I'm thinking about moving in a few years. I would like to sell a couple of my investment properties and 1031 into a new house. I would in turn rent this house out for a minimum of one year and a day at market rates and then occupy it myself. My first question is: does this trigger any kind of taxable event? If it does, are there different strategies to avoid it (ie: longer wait period, etc.)?
With that in mind I would want to take advantage of the 500k (I'm married) tax free gain on a primary residence based on the occupancy standards.
I've read about others doing this (not on BP) and was wondering if anyone has any experience or advice on this particular subject or if it's just out and out not possible
Relinquish several investment properties in a 1031 exchange in which you acquire one replacement property. Use the replacement property for a qualified investment use for a couple of years, then convert it to a primary residence. After at least five years of ownership, sell the property. As long as you and your spouse have occupied the property as a primary residence at least two of the five years prior to sale, take the maximum capital gain exclusion when married filing jointly,
Yes, can be done. Can you exclude $500K from taxes -- no, but you might get close.
Under the current tax code, the portion of time that you used the property as a rental is a period of non-qualified use for the capital gains exclusion. The maximum gain that can be excluded is reduced by the percentage of your ownership that the property was in service for a non-qualfied use.
Using the example above, the 1031 replacement property is used for a qualfied investment purpose for two years to establish the 1031 exchange. Then the property is converted to a primary residence, and occupied as such until sold at the end of five years of ownership.
Two of the five years are periods of non-qualfied use. Only 60% of your period of ownership counts as qualfied use, so only 60% of the maximum capital gain exclusion is allowed. In this example only $300K of capital gain can be excluded from taxes for a married couple filing jointly.
The longer you own the property and the longer you occupy as your primary residence improves the percentage of qualified use and therefore increases the allowed capital gain exclusion. You should note that to qualify for the capital gain exclusion for this property, you must own the property at least five years, and you must occupy the property as a primary residence at least two of the five years prior to the sale
You will still have to pay the tax on the unrecaptured depreciation you were allowed while the property was in service as a rental. Unrecaptured depreciation is never excluded from taxes, even for a primary residence.
So another question on a 1031 with a twist. I hold my property with a corporation based in the state that I live in now. I want to sell this property and be based in another state. I don't want to hold the new property in the corporation in the old state. What strategies can I use to do a 1031 between 2 states? Or is it impossible?
Not impossible. Interstate exchanges are done all the time.
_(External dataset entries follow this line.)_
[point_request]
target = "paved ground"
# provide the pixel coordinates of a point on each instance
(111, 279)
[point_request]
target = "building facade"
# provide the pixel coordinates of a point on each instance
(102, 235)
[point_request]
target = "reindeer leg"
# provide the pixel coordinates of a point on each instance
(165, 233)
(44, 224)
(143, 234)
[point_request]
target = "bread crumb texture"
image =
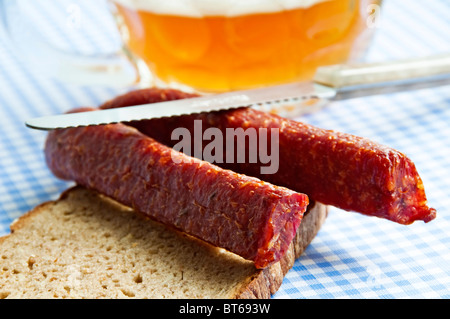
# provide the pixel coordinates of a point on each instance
(87, 246)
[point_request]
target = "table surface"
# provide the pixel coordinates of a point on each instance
(353, 256)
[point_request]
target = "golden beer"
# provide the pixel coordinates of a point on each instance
(262, 43)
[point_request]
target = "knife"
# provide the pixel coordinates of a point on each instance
(330, 83)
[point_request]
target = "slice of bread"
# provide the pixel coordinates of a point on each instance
(85, 245)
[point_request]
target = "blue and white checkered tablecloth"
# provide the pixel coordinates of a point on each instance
(353, 256)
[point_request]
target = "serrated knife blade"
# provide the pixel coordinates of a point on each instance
(256, 97)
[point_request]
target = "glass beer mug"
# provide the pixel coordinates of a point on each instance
(228, 44)
(220, 45)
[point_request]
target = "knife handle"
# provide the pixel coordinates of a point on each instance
(394, 76)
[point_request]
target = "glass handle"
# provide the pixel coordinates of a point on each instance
(117, 69)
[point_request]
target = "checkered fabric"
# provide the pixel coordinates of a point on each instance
(353, 256)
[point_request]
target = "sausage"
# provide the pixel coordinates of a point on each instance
(339, 169)
(243, 214)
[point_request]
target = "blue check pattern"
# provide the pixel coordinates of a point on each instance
(353, 256)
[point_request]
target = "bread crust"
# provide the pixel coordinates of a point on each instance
(265, 282)
(262, 283)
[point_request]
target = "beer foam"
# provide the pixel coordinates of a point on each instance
(202, 8)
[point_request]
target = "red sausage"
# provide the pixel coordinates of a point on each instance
(245, 215)
(343, 170)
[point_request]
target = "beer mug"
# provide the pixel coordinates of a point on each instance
(218, 46)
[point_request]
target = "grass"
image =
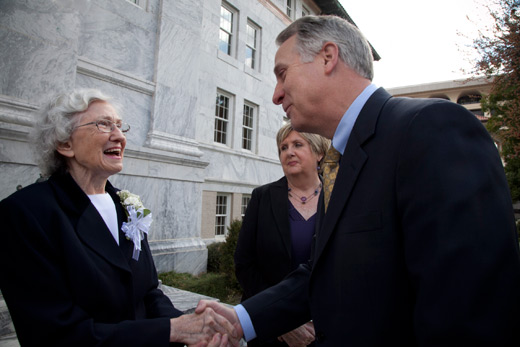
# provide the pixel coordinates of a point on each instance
(211, 284)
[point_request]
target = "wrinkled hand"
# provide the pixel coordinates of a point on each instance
(203, 328)
(224, 311)
(301, 336)
(217, 341)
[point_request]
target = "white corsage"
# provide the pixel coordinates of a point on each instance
(139, 219)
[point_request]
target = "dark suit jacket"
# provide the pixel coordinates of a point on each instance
(263, 253)
(66, 281)
(418, 246)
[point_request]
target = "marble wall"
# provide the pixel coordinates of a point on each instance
(161, 64)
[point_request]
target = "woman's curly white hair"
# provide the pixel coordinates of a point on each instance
(55, 124)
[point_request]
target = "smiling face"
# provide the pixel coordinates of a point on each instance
(296, 156)
(92, 155)
(298, 87)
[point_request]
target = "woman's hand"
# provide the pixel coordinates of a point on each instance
(200, 329)
(299, 337)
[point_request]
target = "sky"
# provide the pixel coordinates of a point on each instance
(419, 41)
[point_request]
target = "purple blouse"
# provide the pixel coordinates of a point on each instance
(301, 236)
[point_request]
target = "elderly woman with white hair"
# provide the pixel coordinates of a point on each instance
(76, 265)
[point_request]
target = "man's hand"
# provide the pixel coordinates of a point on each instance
(301, 336)
(217, 341)
(200, 329)
(226, 312)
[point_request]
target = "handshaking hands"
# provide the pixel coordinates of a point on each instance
(212, 325)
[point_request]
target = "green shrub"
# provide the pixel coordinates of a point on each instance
(210, 284)
(220, 281)
(227, 265)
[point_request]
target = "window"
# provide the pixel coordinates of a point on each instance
(221, 215)
(289, 7)
(252, 45)
(137, 2)
(248, 126)
(227, 28)
(222, 112)
(245, 202)
(305, 11)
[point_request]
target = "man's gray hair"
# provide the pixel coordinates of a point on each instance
(312, 32)
(55, 124)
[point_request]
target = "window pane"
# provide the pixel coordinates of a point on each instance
(251, 36)
(250, 57)
(224, 42)
(226, 19)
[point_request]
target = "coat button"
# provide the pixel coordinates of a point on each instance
(320, 337)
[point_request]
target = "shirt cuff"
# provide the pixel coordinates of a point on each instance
(245, 322)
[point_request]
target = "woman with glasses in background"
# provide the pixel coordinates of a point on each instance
(75, 269)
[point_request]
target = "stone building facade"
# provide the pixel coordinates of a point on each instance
(193, 79)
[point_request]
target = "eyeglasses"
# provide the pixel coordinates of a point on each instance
(107, 126)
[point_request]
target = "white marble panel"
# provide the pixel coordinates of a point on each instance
(113, 41)
(56, 22)
(175, 111)
(185, 12)
(34, 70)
(143, 16)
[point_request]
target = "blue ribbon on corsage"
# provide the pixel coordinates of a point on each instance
(137, 225)
(139, 220)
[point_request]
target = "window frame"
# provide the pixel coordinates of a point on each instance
(249, 128)
(246, 198)
(231, 42)
(255, 65)
(221, 228)
(218, 132)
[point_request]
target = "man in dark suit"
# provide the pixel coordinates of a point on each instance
(418, 244)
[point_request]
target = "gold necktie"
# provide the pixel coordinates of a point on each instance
(330, 170)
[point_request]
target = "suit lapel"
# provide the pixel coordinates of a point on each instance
(90, 226)
(351, 165)
(94, 233)
(280, 208)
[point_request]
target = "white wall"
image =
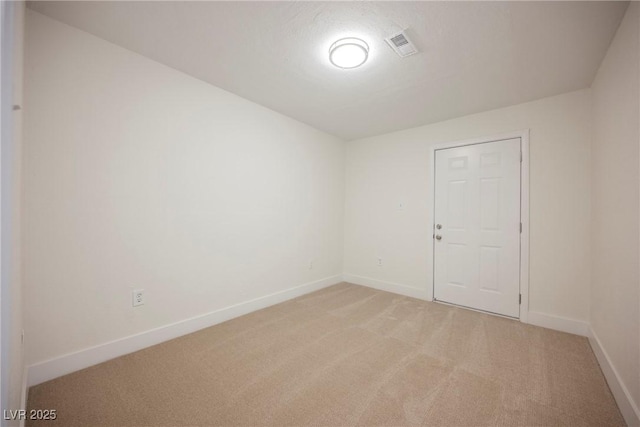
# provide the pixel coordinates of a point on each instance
(139, 176)
(615, 305)
(386, 170)
(10, 177)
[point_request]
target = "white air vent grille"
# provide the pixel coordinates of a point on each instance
(401, 44)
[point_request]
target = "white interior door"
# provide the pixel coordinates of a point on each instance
(477, 226)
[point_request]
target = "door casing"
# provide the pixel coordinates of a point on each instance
(524, 209)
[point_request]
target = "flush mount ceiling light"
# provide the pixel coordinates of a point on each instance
(348, 53)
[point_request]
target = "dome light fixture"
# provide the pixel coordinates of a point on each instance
(348, 53)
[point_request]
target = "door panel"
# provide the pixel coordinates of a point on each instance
(477, 205)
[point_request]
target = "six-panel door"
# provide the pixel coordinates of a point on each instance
(477, 226)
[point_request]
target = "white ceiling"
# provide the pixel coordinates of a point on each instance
(473, 56)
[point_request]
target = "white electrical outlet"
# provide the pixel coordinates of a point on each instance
(138, 297)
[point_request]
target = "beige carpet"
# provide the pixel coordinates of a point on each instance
(345, 355)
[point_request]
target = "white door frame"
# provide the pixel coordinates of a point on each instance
(524, 209)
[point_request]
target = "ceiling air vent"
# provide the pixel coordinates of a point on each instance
(401, 44)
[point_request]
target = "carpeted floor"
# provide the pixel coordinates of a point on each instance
(345, 355)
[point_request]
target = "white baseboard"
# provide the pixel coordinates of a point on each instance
(564, 324)
(395, 288)
(627, 406)
(62, 365)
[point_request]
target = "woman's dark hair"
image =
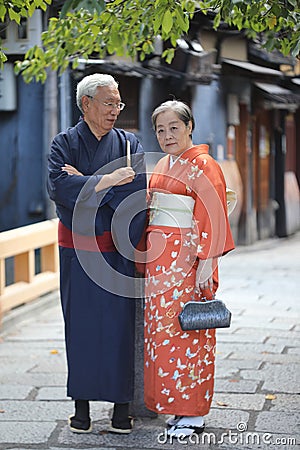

As a general rule, the replacement property in a 1031 exchange needs to be titled exactly as the relinquished property in the exchange.
This means that if your corporation sells the relinquished property, it must also acquire the replacement property.
Your tax advisor can tell you the tax consequences of taking your property out of the corporation.
The interstate exchange is recognized for federal income tax purposes, although there are some states that do no recognize the exchange for their state tax return. Consult with your tax advisor on this point if your state has an income tax.